Roaming a Christian bookstore the other day, I meandered down the aisles, greeting old friends – C.S. Lewis, Charles Swindoll, Elisabeth Elliot, Corrie ten Boom, Oswald Chambers and Charles Spurgeon, etc. – and looking for new ones.  And looking.  And looking.

It’s not that Christian publishers aren’t cranking out zillions of new titles every year, or that people aren’t snapping them up at warp speed.   But the kind of  “hot sellers” on display gave me “cause for pause.”  Here’s what I mean:

Fiction Best-Sellers

Fiction best-sellers included “an unforgettable story about family and faith, dreams and disappointments, and ultimately the resilience and tenacity of love” and “three short years, two best friends, one unbelievable dream.”  Also “a story of hope, heartbreak and the search for happy endings” plus  “A story of broken hearts, brilliant success and second choices” and “A desperate temptation, a driven determination, an undying dream.”
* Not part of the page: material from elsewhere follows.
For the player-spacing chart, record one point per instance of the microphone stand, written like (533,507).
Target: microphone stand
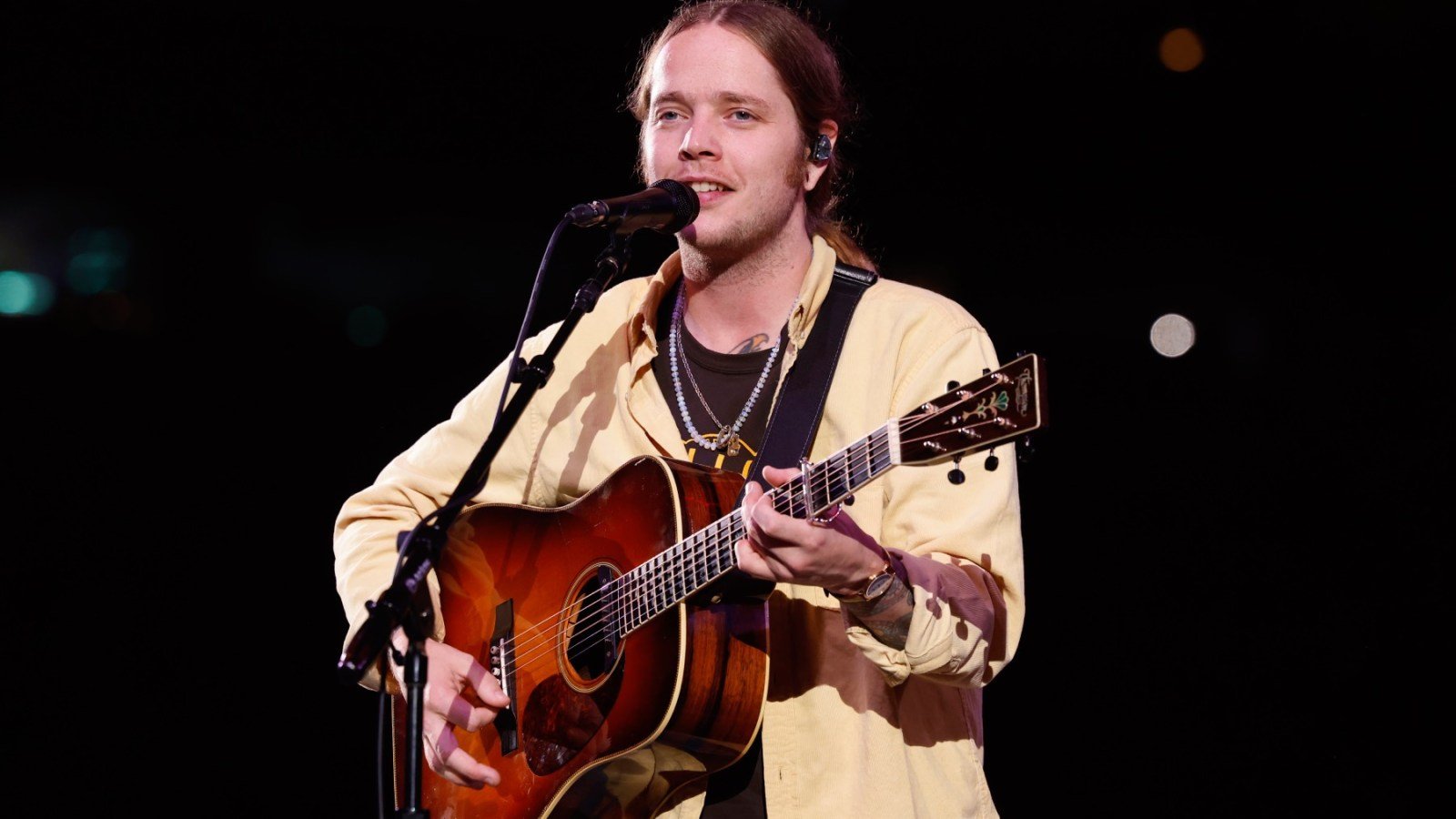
(421,547)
Apparently Christian fiction readers are big on dreams and heart break these days.  Why is that?  And why are “historical romance” and suspense/thrillers like The Bride Collection, Kiss, and Burn featured prominently among the top ten selling slots?

Non-Fiction Bestsellers

The Non-Fiction Bestsellers included books about love languages, marriage, “crazy love,” leadership development and “get(ting) out of that pit.”  Titles typically tell readers how to:

–         Get “the marriage you’ve always wanted”

–         “Get out of that pit”

–         “Take you and your organization to the next level.”
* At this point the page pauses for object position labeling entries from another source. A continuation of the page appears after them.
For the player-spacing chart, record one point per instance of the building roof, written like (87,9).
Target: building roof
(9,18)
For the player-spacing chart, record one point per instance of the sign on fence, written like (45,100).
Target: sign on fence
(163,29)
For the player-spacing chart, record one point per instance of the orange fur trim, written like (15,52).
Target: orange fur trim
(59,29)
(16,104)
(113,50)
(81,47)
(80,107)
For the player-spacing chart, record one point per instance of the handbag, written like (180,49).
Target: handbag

Now, don’t misunderstand.  Some of these non-fiction titles are helpful and instructive.  They may offer lifelines to folks grappling with real issues, real needs.  But have you noticed?  If the titles and topics mentioned here are what Christians are really interested in, drawn to, one might conclude that the average Christian book shelf represents a culture that’s little more than a tête-à-tête with Narcissus.  In other words, “It’s all about me.”  My prosperity.  My relationships.  My security, happiness, health.  Me, my, mine.  The  “Youniverse.” Frank Viola and Leonard Sweet observe:

Narcissus never had it so good than in best-seller Christianity, which has become self-centeredness wrapped up as ‘spirituality,’ which has become the latest fashion accessoryy for the person who has everything.  “

The Jesus Manifesto, p. 100

What Ever Happened To…?

What ever happened to titles focusing on God?  His nature, character, attributes?  His power, might, and majesty?  Books that focus not on what I can get from God as a kind of sanctified spin-off from my walk with Him – health, wealth, success, etc. – but on His glory and Who He Is?
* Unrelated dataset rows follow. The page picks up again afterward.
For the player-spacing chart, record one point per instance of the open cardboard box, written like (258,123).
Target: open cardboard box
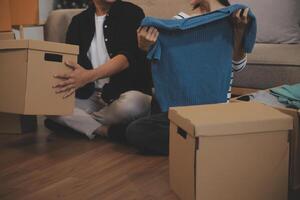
(24,12)
(295,145)
(26,77)
(235,151)
(9,35)
(5,16)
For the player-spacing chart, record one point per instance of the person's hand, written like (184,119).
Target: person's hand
(240,20)
(147,36)
(69,83)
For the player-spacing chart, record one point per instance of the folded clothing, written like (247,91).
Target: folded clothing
(192,57)
(288,95)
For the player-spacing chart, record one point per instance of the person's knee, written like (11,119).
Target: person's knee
(134,104)
(135,135)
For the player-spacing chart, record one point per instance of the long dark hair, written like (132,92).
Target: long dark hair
(203,4)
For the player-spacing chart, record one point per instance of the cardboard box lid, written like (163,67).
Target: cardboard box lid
(24,12)
(5,19)
(7,36)
(40,46)
(229,119)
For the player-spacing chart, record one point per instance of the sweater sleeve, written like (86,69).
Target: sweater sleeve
(128,45)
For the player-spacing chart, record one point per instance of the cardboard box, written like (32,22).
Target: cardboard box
(229,151)
(17,124)
(5,19)
(294,146)
(7,36)
(24,12)
(26,77)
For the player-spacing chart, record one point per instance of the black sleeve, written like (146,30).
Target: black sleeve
(127,40)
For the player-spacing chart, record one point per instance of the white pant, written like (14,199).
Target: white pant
(92,113)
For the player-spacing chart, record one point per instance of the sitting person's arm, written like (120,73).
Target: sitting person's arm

I cruised the last aisle at the rear of the store later and found a few dusty tomes that usually fall into that category.  They were shunted off into the back corner, on a lone wire rack marked “Classics.”   I couldn’t help notice the contrast between what’s “hot” in the world of Christian publishing and what’s …. not.  Granted, this was an informal, unscientific survey of one store in one county, but best-seller lists aren’t store or county-exclusive.  Sweet and Viola put it note:

A survey of the Christian Book Association’s best-selling books as we began the twenty-first century found that family and parenting topics accounted for nearly half of the titles, with the rest focused mainly on self.  Of the top 100 books, just 6 were about the Bible, 4 were about Jesus, and 3 were about evangelism.  ‘The Christianity of the bestseller lists tends to be personal, private, and interior,’ wrote Gene Edward Veith, ‘with little attention to theology  to the church.'”

The Jesus Manifesto, p. 100


Join us next time for Part II


One Response

  1. The title “Crazy Love” is misleading, it’s not about marriage or self-esteem or even God’s “love for us” at all. Quite the opposite. It’s about the ways we have been lacking in our zeal and love for GOD, and the weaknesses that plague and deaden the firey faith we claim to profess.

    We have cause to be opimistic that Chan’s challenging book seeking to wake Christians–particularly American Christians, from “lukewarm” Christianity is a bestseller amidst all the other junk!